Figure 5. Inhibition assay and effects of site-mutation on OsCERK activity.

(A) Effect of ceramide kinase inhibitors K1 and DMS on OsCERK activity. The activity of OsCERK was assayed as described in Materials and Methods using TLC and scanned for NBD fluorescence. Arrowhead indicates the formed product C6-NBD-Cer-1P. K1 and DMS were used at different concentrations. Purified OsCERK recombinant protein was used as a positive control (+CK). EtOH (0.5%) and MeOH (0.5%) indicated solvent controls for K1 and DMS, respectively. (B) and (C) Quantification of data from (A). Bars indicate means ± SD of two independent experiments. (D) Effect of the ceramide kinase inhibitor K1 on rice protoplasts. Protoplasts were isolated from 10-day-old rice seedling and treated with K1 (0.5 µM and 5 µM) for the indicated times under light. (E) Effect of ceramide kinase inhibitor K1 on Arabidopsis protoplasts. Protoplasts were isolated from 18-day-old wild-type and acd5 mutant plants and treated with 5 µM K1 for 24 h under light. The percentage of surviving cells in (D, E) was estimated by FDA staining. These experiments were repeated three times with similar results. Letters indicate that values differed in Fisher's protected least significant difference (PLSD) test, a post hoc multiple t test (P<0.05). Error bars indicate standard deviations. Control treatment was with 0.15% ethanol (the solvent in which K1 was dissolved).

Figure 6. Effects of ceramide related inhibitors on cell death induction.

(A) Effects of cycloheximide (CHX) on C6 ceramide-induced cell death. (B) Effects of K252a on C6 ceramide-induced cell death. (C) Effects of C2 ceramide-1-phosphate on C2 ceramide induced cell death. Protoplasts were treated with less than 0.15% solvent or the indicated reagent. Percentage of surviving cells was estimated by FDA staining. These assays were repeated three times with similar results. Letters indicate that values are different using Fisher's PLSD test (P<0.05). Bars show standard deviations.

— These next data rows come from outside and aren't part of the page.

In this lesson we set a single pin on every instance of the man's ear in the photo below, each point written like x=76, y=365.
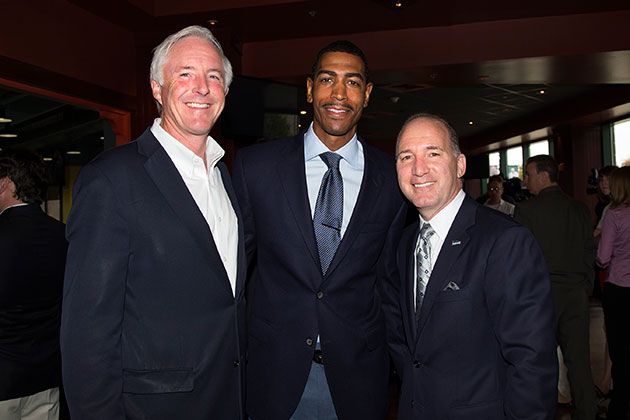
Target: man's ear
x=309, y=90
x=4, y=184
x=156, y=89
x=461, y=165
x=368, y=91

Figure 7. Ceramide induced programmed cell death is associated with Δψ_m loss in rice protoplasts.

Mitochondrial membrane potential Δψ_m loss detected by flow cytometry. Protoplasts were cultured under light for the indicated times with 0.1% ethanol (solvent control), 100 µM C6, 100 µM C6-DHC and 100 µM protonophore CCCP (positive control), respectively. Δψ_m was analyzed by flow cytometry using the fluorescent probe DiOC₆(3). Results are from a single analysis, representative of three independent experiments that showed similar results. M1, region of high Δψ_m. The percentages in each panel indicate the proportion of the cells with high Δψ_m.